Madde bağımlılığının yaygınlaştırılması sistemin kitleleri yozlaştırmak ve adı üstünde uyuşturmak amacıyla uyguladığı politikalardan birisi. Bu bizzat düzen sözcüleri tarafından da itiraf edilmiş bir olgu. MHP’nin koalisyon hükümetinde olduğu dönemde bu partinin genel başkan yardımcılarından Şevket Bülent Yahnici, “Eroin Şırnak’ta panzerlere yüklenir Diyarbakır’a getirilir, oradan da polis eskortu eşliğinde İstanbul üzerinden Avrupa’ya götürülür” demiştir. Düzen sözcüleri tarafından söylenmiş bu sözler, uyuşturucu ticaretinin adresini veriyor: Düzenin kolluk güçleri.
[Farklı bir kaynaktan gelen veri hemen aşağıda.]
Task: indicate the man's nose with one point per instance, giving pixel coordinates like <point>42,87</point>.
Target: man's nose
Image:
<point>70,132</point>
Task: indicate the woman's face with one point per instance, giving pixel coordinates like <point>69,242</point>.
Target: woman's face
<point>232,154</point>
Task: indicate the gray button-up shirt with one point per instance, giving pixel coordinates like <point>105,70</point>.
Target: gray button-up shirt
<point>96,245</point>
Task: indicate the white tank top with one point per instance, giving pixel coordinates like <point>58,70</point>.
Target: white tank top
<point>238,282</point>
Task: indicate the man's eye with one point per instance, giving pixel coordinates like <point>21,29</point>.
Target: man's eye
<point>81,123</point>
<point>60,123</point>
Sermaye için rant alanı olan uyuşturucu ticareti öncelikli olarak emekçi çocuklarını hedefliyor. Emekçi semtlerinde uyuşturucu satışı bizzat karakol polislerinin denetiminde gerçekleştiriliyor. Bir yandan ortada büyük miktarlarda para dönerken, diğer yandan da uyuşturucu gençliği yozlaştırmanın, çürütmenin bir aracı olarak kullanılıyor. Geleceksizlikten şikayetçi, umutsuzluk içerisindeki gençliğe sistem kendi alternatifini dayatıyor, “uyuşturucu alın ve uçun” diyor.

Madde bağımlılarıyla yapılan röportajlar sonucunda, geleceksizlik, umutsuzluk vb.’nin insanları madde kullanımına ittiği ortaya çıkıyor. Bizler sosyalizm alternatifini güçlendirdikçe, umudu aşıladıkça, bu tür pislikler de kapitalizmle birlikte tarihin çöplüğünde yerini alacaktır.

Bir okur/İstanbul



Bir açılış etkinliğinden bazı gözlemler...
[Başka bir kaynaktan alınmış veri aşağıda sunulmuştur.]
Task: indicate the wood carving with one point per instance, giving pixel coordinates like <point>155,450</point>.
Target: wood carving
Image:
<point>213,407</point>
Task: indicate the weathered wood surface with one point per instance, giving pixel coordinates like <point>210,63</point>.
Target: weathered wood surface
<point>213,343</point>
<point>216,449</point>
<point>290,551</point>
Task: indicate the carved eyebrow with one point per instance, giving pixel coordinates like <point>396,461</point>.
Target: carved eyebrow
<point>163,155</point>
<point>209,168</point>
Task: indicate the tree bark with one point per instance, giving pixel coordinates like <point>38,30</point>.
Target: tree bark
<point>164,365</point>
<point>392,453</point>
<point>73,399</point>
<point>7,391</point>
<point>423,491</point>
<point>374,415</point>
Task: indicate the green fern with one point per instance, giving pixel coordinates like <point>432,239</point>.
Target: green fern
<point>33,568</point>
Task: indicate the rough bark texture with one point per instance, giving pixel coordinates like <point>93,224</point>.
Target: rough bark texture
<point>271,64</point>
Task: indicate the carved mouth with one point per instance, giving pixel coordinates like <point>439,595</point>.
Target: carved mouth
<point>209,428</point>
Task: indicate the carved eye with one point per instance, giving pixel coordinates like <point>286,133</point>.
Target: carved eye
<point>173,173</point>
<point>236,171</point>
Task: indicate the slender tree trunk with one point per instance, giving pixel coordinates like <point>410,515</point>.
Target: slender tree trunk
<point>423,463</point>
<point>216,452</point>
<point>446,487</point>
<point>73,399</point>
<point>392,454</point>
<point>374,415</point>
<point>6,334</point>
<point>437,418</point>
29 Şubat günü Bağımsız Devrimci Sınıf Platformu’nun Pendik bağımsız sosyalist belediye başkan adayı Melek Altıntaş’ın Kurtköy Sanayi Mahallesi’ndeki seçim bürosunun açılış etkinliğine katıldım. Daha önce de benzer bir çalışmaya tanık biri olarak gözlemlerimi sizlerle paylaşmak istiyorum.

Öncelikle dikkati çeken, 3 Kasım seçimlerine katılan bağımsız sosyalist adayların yaşadığı sıkıntı bu sefer yoktu. Gayet doğal, rahat ve ne demesi gerektiğini bilen, konusuna hakimiyet ve hazırlık söz konusuydu.
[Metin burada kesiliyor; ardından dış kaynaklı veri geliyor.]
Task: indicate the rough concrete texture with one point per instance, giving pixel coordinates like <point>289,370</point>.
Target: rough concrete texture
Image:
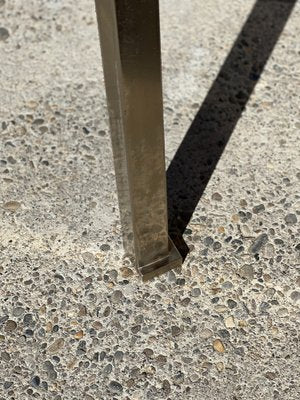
<point>76,322</point>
BDSP’li bir arkadaşın BDSP’nin seçim politikasını kısa ve özlü anlatımıyla başlayan etkinlik BDSP’nin İstanbul Büyükşehir ve Pendik bağımsız sosyalist adaylarının konuşmalarıyla devam etti. Kendilerini, mücadele geçmişlerini ve neden BDSP’den bağımsız sosyalist adaylar olarak seçimlere katıldıklarını anlattılar. Sınıf perspektifi ve bakışına dayalı, sınıfın örgütlenmesi ihtiyacı ve zorunluluğuna işaret eden, tatmin edici, anlaşılır ve örneklerle beslenen konuşmalar yaptılar. Daha sonra birkaç katılımcı da söz alarak düşüncelerini açıkladılar. Müzik dinletisinden önce de bir işçi iki şiir okudu. Müzik grubu çeşitli türküler ve devrimci marşlar söyledi.

Bildiğim kadarıyla mahallemizde ilk defa böyle bir etkinlik oluyordu. Mahallede oturanların büyük çoğunluğunun işçi olması ve aynı zamanda mahallenin sanayi bölgesi içinde olması çalışma için bir avantaj sayılmalıdır. Ancak yeni bir çalışma alanı olmasından kaynaklı olarak etkinliğe katılım zayıftı. Bu da doğaldır diye düşünüyorum. Yalnız bir hatırlatmada bulunmak istiyorum. Mahallede boya ve gaz fabrikaları bulunuyor. Bunlar sağlık ve can güvenliği açısından büyük bir tehdit oluşturuyor. Bu konuların da işlenmesi gerekirdi ya da işlenmelidir.

Katılımın beklenen düzeyde gerçekleşmemesi moral bozmamalıdır. Arkadaşlardaki o inanç, kararlılık ve bizlerin katkılarıyla bu zayıflık aşılacaktır. Bu onurlu çalışmayı yaparak biz işçilerin kölelikten kurtulma davasına katkı sunan ve içinde olan herkese başarılar diliyorum. Herkesi bu dostlarımızın ısrarla sürdürdüğü mücadele çağrısına katılmaya ve güç vermeye davet ediyorum.